Hani O’nun yanına girmişler: “Selam” demişlerdi. O da: Selam (sizin üzerinize). (Sizler) tanınmayan yabancı kimselersiniz!” demişti.
Hemen ailesinin yanına gidip, besili bir dana getirmişti.
Bunu onların önüne yaklaştırdı ve: Yemez misiniz? dedi.
Onlardan dolayı içine bir korku düştü. Korkma, dediler. Ona bilgin bir erkek çocuğu müjdelediler.
Karısı bir çığlık içinde çıka gelip, (elleriyle) yüzüne vurarak: "Ben, kısır bir kocakarıyım" dedi.
Dediler ki: Rabbin böyle buyurdu. Muhakkak ki O, Hakim'dir, Alim'dir.
O halde işiniz nedir, ey elçiler? dedi.
Biz, günahkâr bir topluma gönderildik, dediler.
Onların üzerlerine balçıktan yapılmış taşlar atacağız.

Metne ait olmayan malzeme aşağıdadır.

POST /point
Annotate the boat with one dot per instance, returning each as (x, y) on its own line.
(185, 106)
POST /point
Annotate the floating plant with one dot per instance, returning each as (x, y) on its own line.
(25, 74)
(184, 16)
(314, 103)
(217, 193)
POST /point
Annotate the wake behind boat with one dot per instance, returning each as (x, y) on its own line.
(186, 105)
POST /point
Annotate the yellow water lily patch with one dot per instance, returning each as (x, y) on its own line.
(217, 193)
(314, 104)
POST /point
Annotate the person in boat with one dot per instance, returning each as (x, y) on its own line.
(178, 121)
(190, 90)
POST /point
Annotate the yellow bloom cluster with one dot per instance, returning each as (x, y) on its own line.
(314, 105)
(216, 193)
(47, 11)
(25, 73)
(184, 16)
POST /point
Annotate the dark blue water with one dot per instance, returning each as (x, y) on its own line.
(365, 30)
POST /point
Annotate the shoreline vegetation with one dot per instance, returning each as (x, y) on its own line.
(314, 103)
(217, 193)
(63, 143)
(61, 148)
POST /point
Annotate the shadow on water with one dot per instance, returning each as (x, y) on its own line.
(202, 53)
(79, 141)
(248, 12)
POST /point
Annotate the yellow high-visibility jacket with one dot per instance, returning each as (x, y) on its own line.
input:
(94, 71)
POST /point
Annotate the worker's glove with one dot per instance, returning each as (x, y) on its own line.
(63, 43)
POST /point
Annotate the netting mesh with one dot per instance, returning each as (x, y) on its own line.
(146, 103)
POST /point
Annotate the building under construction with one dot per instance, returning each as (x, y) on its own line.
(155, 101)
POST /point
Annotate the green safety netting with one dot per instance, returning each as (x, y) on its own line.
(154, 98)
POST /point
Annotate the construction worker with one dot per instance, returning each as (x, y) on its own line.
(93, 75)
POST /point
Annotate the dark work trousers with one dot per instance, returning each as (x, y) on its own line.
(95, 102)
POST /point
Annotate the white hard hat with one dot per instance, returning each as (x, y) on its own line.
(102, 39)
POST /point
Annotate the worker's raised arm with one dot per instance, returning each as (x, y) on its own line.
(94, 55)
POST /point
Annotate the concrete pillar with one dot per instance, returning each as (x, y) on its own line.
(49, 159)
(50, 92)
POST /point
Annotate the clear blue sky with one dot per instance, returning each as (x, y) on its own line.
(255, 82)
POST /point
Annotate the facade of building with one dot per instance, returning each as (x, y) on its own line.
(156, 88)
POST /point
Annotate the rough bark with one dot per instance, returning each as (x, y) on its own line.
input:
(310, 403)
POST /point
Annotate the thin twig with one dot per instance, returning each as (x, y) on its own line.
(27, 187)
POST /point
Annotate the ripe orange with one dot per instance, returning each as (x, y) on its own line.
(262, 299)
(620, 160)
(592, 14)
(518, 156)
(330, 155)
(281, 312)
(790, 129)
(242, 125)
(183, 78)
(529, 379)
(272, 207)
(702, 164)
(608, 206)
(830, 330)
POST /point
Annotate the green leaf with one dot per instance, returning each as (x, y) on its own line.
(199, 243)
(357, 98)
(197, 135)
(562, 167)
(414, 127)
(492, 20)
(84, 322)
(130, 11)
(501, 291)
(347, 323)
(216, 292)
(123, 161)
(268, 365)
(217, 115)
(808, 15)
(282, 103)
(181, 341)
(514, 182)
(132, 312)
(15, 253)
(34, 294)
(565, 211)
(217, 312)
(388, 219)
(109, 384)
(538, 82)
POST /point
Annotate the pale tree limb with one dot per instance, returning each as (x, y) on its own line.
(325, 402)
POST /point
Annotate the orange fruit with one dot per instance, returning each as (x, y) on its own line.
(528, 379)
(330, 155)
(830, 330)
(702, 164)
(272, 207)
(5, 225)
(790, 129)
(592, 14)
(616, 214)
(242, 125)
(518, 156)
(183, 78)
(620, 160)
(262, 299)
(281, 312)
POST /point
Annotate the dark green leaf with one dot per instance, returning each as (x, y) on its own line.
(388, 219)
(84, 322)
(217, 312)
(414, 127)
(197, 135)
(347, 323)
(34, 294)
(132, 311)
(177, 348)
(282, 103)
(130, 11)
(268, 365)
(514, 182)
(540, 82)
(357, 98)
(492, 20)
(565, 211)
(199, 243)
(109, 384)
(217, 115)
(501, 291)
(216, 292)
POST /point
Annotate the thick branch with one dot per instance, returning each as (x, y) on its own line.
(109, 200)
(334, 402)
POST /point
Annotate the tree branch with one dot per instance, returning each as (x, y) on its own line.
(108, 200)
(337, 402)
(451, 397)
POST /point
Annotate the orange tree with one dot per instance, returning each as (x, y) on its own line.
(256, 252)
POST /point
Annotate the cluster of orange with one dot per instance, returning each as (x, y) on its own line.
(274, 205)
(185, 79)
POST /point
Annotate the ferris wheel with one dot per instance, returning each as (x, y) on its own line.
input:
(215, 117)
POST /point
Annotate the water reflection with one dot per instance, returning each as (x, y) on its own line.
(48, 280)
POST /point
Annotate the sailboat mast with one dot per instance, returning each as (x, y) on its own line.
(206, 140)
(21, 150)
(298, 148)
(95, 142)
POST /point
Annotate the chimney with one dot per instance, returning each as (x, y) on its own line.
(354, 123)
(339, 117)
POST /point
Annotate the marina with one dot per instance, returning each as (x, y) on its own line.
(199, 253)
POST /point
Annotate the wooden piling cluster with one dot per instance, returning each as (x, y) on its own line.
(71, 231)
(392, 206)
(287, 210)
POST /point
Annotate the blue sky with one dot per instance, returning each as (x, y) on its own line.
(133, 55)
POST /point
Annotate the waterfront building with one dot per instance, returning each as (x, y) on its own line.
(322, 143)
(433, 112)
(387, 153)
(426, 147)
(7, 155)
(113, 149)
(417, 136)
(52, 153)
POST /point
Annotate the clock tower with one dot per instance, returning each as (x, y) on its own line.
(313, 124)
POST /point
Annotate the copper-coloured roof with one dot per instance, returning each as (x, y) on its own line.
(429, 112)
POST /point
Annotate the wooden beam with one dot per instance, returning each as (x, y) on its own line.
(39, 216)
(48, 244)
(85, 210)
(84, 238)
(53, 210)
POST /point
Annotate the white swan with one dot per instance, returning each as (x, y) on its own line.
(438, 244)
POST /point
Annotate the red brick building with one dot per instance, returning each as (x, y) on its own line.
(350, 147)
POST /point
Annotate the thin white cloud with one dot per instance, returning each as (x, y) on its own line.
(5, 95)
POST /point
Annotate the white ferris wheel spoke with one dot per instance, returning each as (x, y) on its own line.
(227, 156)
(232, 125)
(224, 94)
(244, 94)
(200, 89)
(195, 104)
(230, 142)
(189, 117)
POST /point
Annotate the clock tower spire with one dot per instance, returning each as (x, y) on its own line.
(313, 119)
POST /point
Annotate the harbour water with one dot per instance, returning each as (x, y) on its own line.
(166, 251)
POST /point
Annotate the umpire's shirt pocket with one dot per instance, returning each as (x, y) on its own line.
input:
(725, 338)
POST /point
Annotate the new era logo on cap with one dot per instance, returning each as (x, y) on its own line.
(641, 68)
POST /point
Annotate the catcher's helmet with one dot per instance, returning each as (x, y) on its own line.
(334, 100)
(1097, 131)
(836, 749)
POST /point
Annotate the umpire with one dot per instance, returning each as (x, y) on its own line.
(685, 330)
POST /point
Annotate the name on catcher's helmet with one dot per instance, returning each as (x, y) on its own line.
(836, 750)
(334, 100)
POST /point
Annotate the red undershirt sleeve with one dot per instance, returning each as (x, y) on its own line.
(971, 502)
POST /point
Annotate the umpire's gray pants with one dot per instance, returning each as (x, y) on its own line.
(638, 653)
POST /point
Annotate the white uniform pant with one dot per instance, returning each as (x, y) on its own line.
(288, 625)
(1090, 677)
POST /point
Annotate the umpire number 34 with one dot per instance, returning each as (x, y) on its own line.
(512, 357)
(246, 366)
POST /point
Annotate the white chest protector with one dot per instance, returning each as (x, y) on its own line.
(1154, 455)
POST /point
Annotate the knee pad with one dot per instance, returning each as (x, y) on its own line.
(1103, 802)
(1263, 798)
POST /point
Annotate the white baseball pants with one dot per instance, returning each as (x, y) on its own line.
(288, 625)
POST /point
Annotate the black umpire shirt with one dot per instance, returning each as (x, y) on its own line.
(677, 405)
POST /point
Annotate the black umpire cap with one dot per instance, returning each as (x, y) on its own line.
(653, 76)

Rabbinin katında haddi aşanlar için işaretlenmiş taşlar.
Orada olan müminleri de çıkarmıştık.
Zaten orada, müslüman olan bir evden başkasını da bulamadık.
Orada, acı azaptan korkan kimseler için bir işaret bıraktık.
Apaçık bir delil ile Firavun’a gönderdiğimiz Musa'nın (kıssasında ibretler) vardır.
Firavun, askerleriyle birlikte yüz çevirmiş ve: "Bu, ya bir sihirbaz veya bir delidir" demişti.
Biz de onu ve askerlerini yakalamış ve denize atmıştık. O kınanacak işler yapıp durmaktaydı.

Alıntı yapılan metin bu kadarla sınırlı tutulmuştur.